2. Create the ingress resource for the deployed integration artifact
We need to create the ingress resource for the deployed integration artifact. Copy the following text and create the mathapiingress.yml file
apiVersion: networking.k8s.io/v1
kind: Ingress
metadata:
name: mathapi-service-ingress
namespace: appconnectee
annotations:
kubernetes.io/ingress.class: "nginx"
spec:
rules:
- host: is-01-quickstart-is-appconnectee.XX.XX.XX.XX.nip.io
http:
paths:
- path: /
pathType: ImplementationSpecific
backend:
service:
name: is-01-quickstart-is
port:
number: 7800
Note the name of the host is built using integrationname-namespace.externalip.nip.io . In this example integration name is is-01-quickstart-is . Execute the following command to create the ingress resource for the integration.

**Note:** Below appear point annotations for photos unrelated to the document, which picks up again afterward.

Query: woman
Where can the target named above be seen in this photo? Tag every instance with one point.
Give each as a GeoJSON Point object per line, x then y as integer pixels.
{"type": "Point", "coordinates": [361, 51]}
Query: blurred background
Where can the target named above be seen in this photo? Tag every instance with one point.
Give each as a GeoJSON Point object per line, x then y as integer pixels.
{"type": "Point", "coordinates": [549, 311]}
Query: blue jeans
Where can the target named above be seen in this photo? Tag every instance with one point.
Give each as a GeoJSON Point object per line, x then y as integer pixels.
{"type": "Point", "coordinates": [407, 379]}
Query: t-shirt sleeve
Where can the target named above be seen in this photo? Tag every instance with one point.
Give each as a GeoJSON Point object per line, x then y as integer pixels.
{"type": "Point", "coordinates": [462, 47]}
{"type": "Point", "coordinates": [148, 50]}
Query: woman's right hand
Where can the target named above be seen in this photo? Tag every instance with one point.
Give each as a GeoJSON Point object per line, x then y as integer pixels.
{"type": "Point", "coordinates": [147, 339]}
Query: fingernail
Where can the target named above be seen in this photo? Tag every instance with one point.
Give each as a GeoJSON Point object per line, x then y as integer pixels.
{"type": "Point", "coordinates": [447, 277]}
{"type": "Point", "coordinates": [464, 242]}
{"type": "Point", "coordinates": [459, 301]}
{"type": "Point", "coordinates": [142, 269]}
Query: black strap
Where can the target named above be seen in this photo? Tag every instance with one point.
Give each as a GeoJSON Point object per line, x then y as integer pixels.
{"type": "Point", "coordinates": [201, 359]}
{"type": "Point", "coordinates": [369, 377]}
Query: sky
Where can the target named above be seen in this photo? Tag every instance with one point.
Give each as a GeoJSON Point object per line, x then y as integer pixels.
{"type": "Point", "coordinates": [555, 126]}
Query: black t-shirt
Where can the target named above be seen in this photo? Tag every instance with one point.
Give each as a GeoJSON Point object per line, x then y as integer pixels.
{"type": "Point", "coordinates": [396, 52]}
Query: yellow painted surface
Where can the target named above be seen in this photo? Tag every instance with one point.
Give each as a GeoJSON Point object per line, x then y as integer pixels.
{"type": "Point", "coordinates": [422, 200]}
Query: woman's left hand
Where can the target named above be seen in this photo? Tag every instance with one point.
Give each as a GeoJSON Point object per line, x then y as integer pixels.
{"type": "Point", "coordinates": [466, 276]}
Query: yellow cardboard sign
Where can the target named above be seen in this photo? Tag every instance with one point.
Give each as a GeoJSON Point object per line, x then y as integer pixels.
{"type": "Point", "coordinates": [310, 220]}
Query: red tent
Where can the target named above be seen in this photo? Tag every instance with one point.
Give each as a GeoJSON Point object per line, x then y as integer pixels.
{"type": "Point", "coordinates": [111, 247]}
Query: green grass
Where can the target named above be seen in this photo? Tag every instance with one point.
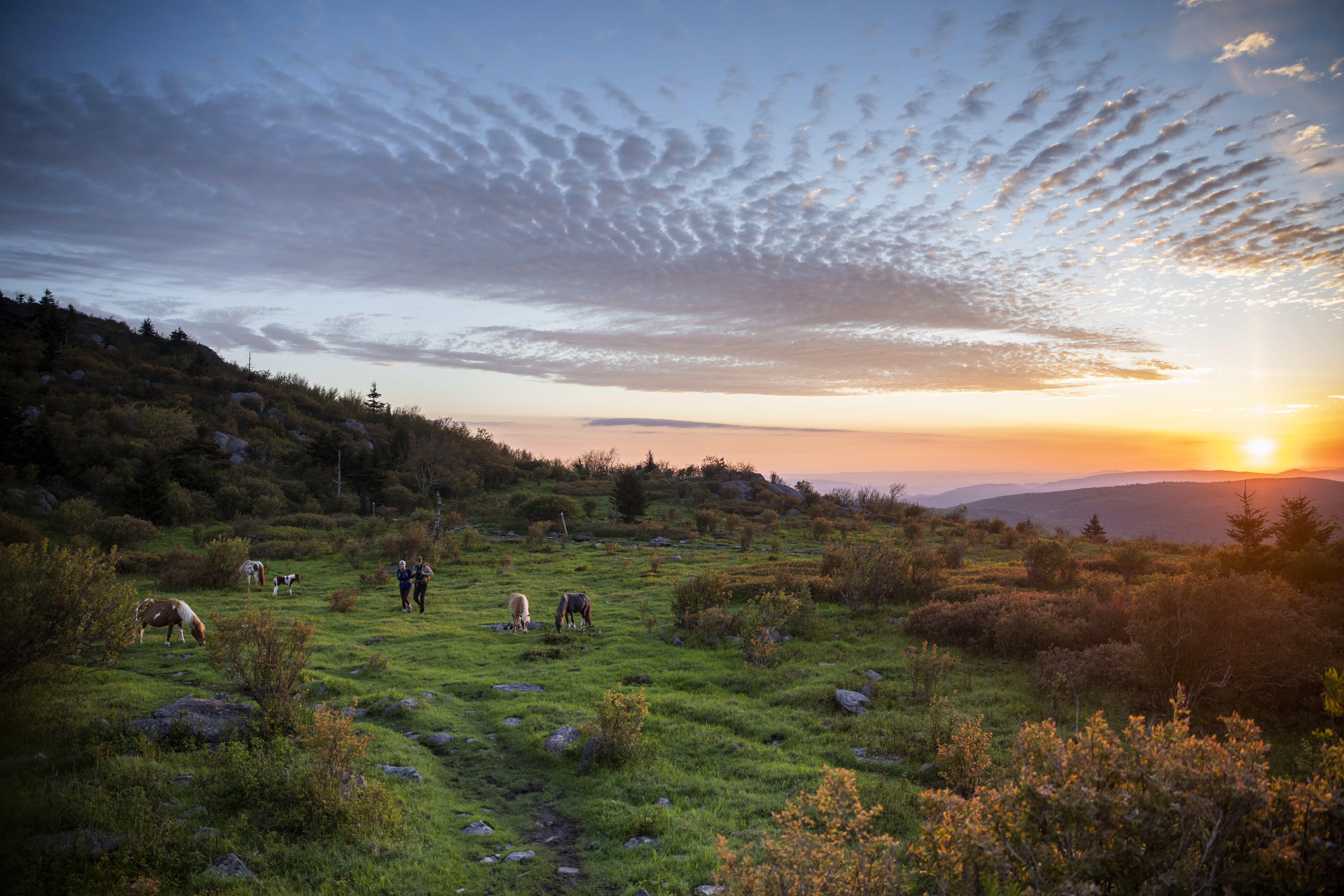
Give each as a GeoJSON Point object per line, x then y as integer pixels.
{"type": "Point", "coordinates": [725, 743]}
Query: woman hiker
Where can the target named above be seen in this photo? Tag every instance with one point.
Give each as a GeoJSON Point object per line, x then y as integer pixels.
{"type": "Point", "coordinates": [421, 574]}
{"type": "Point", "coordinates": [404, 582]}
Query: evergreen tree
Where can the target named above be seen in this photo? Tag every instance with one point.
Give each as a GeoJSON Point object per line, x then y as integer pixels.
{"type": "Point", "coordinates": [628, 498]}
{"type": "Point", "coordinates": [372, 402]}
{"type": "Point", "coordinates": [1249, 530]}
{"type": "Point", "coordinates": [1093, 531]}
{"type": "Point", "coordinates": [1299, 523]}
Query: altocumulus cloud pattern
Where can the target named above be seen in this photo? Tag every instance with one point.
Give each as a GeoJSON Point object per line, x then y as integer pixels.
{"type": "Point", "coordinates": [951, 237]}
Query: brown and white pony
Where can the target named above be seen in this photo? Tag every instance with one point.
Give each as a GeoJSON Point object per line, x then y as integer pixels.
{"type": "Point", "coordinates": [253, 570]}
{"type": "Point", "coordinates": [518, 609]}
{"type": "Point", "coordinates": [169, 613]}
{"type": "Point", "coordinates": [288, 581]}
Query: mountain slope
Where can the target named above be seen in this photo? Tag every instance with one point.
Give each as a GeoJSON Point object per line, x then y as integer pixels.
{"type": "Point", "coordinates": [1182, 511]}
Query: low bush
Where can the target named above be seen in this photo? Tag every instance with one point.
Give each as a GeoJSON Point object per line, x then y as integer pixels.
{"type": "Point", "coordinates": [126, 533]}
{"type": "Point", "coordinates": [64, 610]}
{"type": "Point", "coordinates": [1152, 809]}
{"type": "Point", "coordinates": [827, 847]}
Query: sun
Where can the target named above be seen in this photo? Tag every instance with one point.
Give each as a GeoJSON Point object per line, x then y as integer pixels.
{"type": "Point", "coordinates": [1261, 449]}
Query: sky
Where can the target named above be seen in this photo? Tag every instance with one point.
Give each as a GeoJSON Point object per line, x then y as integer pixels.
{"type": "Point", "coordinates": [1033, 238]}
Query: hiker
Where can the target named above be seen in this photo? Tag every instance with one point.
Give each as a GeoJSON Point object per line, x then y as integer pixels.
{"type": "Point", "coordinates": [423, 574]}
{"type": "Point", "coordinates": [404, 582]}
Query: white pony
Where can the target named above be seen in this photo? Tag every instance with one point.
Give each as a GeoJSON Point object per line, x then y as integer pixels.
{"type": "Point", "coordinates": [253, 570]}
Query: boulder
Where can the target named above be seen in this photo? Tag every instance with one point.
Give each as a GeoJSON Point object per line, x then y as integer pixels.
{"type": "Point", "coordinates": [89, 841]}
{"type": "Point", "coordinates": [853, 700]}
{"type": "Point", "coordinates": [560, 739]}
{"type": "Point", "coordinates": [230, 868]}
{"type": "Point", "coordinates": [439, 743]}
{"type": "Point", "coordinates": [209, 719]}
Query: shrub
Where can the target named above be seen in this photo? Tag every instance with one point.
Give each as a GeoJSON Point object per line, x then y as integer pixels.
{"type": "Point", "coordinates": [124, 533]}
{"type": "Point", "coordinates": [549, 508]}
{"type": "Point", "coordinates": [964, 760]}
{"type": "Point", "coordinates": [76, 516]}
{"type": "Point", "coordinates": [1252, 636]}
{"type": "Point", "coordinates": [64, 612]}
{"type": "Point", "coordinates": [620, 718]}
{"type": "Point", "coordinates": [537, 535]}
{"type": "Point", "coordinates": [827, 848]}
{"type": "Point", "coordinates": [268, 660]}
{"type": "Point", "coordinates": [1044, 561]}
{"type": "Point", "coordinates": [697, 594]}
{"type": "Point", "coordinates": [1154, 809]}
{"type": "Point", "coordinates": [345, 600]}
{"type": "Point", "coordinates": [928, 668]}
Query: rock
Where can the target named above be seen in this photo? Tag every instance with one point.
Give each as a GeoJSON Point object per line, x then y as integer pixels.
{"type": "Point", "coordinates": [437, 742]}
{"type": "Point", "coordinates": [635, 843]}
{"type": "Point", "coordinates": [210, 719]}
{"type": "Point", "coordinates": [591, 750]}
{"type": "Point", "coordinates": [232, 445]}
{"type": "Point", "coordinates": [228, 867]}
{"type": "Point", "coordinates": [89, 841]}
{"type": "Point", "coordinates": [853, 700]}
{"type": "Point", "coordinates": [402, 707]}
{"type": "Point", "coordinates": [560, 739]}
{"type": "Point", "coordinates": [251, 398]}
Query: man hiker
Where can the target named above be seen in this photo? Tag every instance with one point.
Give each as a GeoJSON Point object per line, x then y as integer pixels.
{"type": "Point", "coordinates": [421, 574]}
{"type": "Point", "coordinates": [404, 582]}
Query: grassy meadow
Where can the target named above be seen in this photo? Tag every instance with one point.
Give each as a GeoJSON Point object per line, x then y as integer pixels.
{"type": "Point", "coordinates": [725, 743]}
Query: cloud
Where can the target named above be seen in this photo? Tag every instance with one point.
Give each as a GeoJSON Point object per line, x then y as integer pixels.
{"type": "Point", "coordinates": [1248, 46]}
{"type": "Point", "coordinates": [1298, 72]}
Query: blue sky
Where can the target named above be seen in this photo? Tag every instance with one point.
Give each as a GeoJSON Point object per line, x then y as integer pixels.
{"type": "Point", "coordinates": [871, 217]}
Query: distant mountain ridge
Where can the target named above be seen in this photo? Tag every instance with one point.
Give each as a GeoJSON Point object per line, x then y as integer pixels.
{"type": "Point", "coordinates": [1181, 511]}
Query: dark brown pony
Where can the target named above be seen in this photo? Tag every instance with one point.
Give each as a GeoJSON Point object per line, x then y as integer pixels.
{"type": "Point", "coordinates": [573, 602]}
{"type": "Point", "coordinates": [169, 613]}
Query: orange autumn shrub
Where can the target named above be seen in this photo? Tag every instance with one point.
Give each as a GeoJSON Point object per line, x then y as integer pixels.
{"type": "Point", "coordinates": [827, 848]}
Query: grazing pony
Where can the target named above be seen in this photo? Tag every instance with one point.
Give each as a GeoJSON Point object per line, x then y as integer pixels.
{"type": "Point", "coordinates": [288, 581]}
{"type": "Point", "coordinates": [169, 613]}
{"type": "Point", "coordinates": [518, 609]}
{"type": "Point", "coordinates": [573, 602]}
{"type": "Point", "coordinates": [253, 570]}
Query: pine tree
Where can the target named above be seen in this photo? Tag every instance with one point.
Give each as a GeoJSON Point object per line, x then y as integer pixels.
{"type": "Point", "coordinates": [1249, 530]}
{"type": "Point", "coordinates": [373, 404]}
{"type": "Point", "coordinates": [1299, 523]}
{"type": "Point", "coordinates": [1093, 531]}
{"type": "Point", "coordinates": [628, 498]}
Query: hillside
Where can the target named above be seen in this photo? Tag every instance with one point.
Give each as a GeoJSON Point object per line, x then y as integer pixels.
{"type": "Point", "coordinates": [1181, 511]}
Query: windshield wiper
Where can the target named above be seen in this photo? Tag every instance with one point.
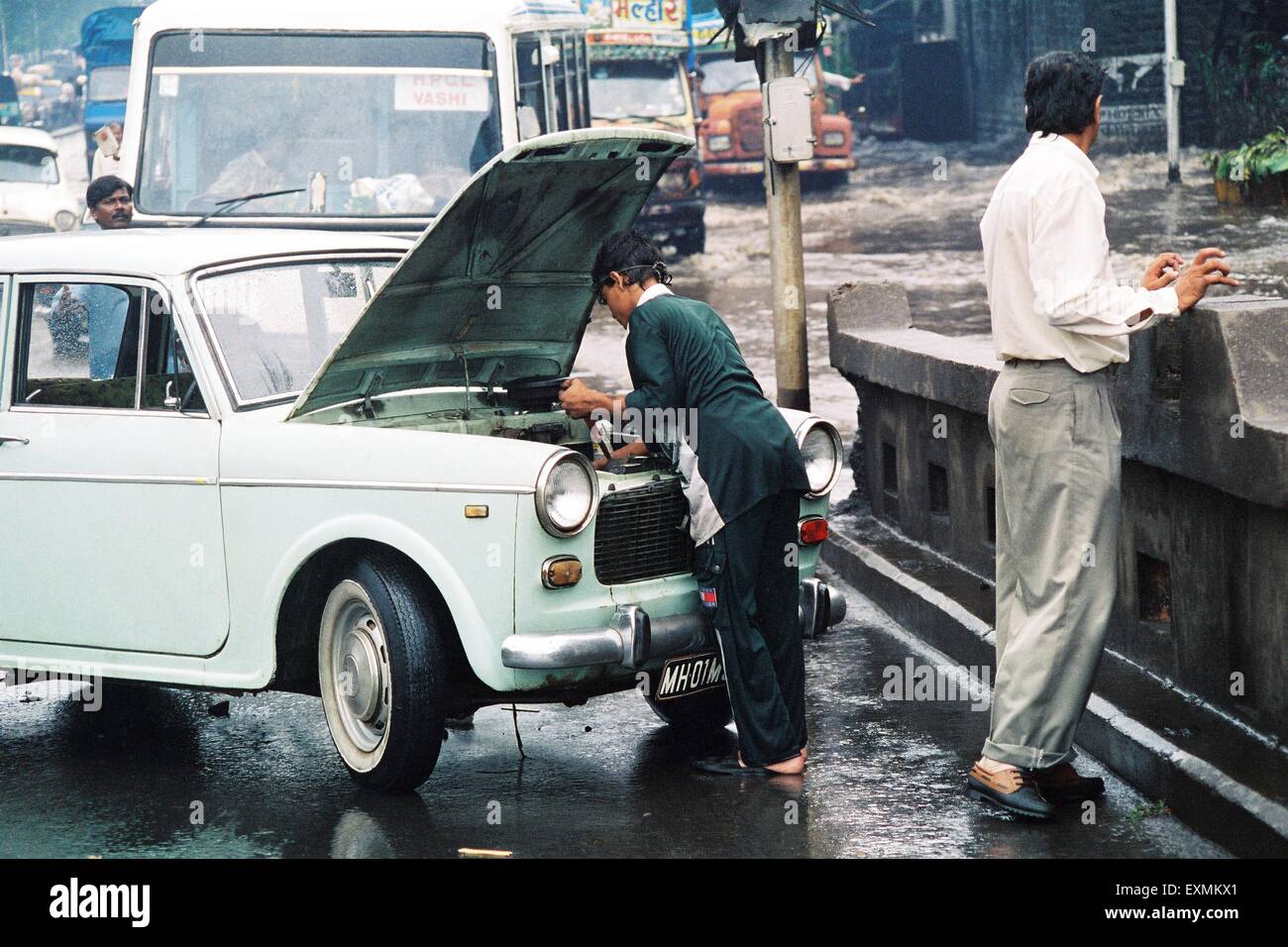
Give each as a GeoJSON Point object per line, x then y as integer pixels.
{"type": "Point", "coordinates": [233, 202]}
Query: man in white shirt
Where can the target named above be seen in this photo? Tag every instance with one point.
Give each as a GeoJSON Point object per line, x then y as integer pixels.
{"type": "Point", "coordinates": [1059, 321]}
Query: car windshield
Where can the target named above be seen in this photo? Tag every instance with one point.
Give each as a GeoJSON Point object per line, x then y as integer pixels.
{"type": "Point", "coordinates": [275, 325]}
{"type": "Point", "coordinates": [108, 84]}
{"type": "Point", "coordinates": [20, 162]}
{"type": "Point", "coordinates": [368, 125]}
{"type": "Point", "coordinates": [621, 89]}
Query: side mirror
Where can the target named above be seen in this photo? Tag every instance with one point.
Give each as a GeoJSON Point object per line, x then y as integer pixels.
{"type": "Point", "coordinates": [529, 127]}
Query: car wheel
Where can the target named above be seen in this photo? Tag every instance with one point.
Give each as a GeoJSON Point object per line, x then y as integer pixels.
{"type": "Point", "coordinates": [706, 710]}
{"type": "Point", "coordinates": [380, 668]}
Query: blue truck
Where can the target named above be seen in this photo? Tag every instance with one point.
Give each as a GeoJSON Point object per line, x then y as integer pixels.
{"type": "Point", "coordinates": [107, 39]}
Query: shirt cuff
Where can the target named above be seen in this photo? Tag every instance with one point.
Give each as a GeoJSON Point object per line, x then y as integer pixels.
{"type": "Point", "coordinates": [1164, 302]}
{"type": "Point", "coordinates": [636, 399]}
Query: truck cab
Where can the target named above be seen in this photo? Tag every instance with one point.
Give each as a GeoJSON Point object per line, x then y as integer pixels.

kubectl apply -f mathapiingress.yml -n appconnectee
The next step is to test the integration with Postman
3. Test the integration
Open PostMan and configure the test with the following parameters.
- Operation: GET
- URL: http://is-01-quickstart-is-appconnectee.XX.XX.XX.XX .nip.io/mathapi/v1/getSum (where XX.XX.XX.XX is your external ip)
- Input variables:
The following screen shows the Postman configuration for the test
If the test succeeded with the expected result and a 200 return code the installation and configuration of App Connect has been successfully completed.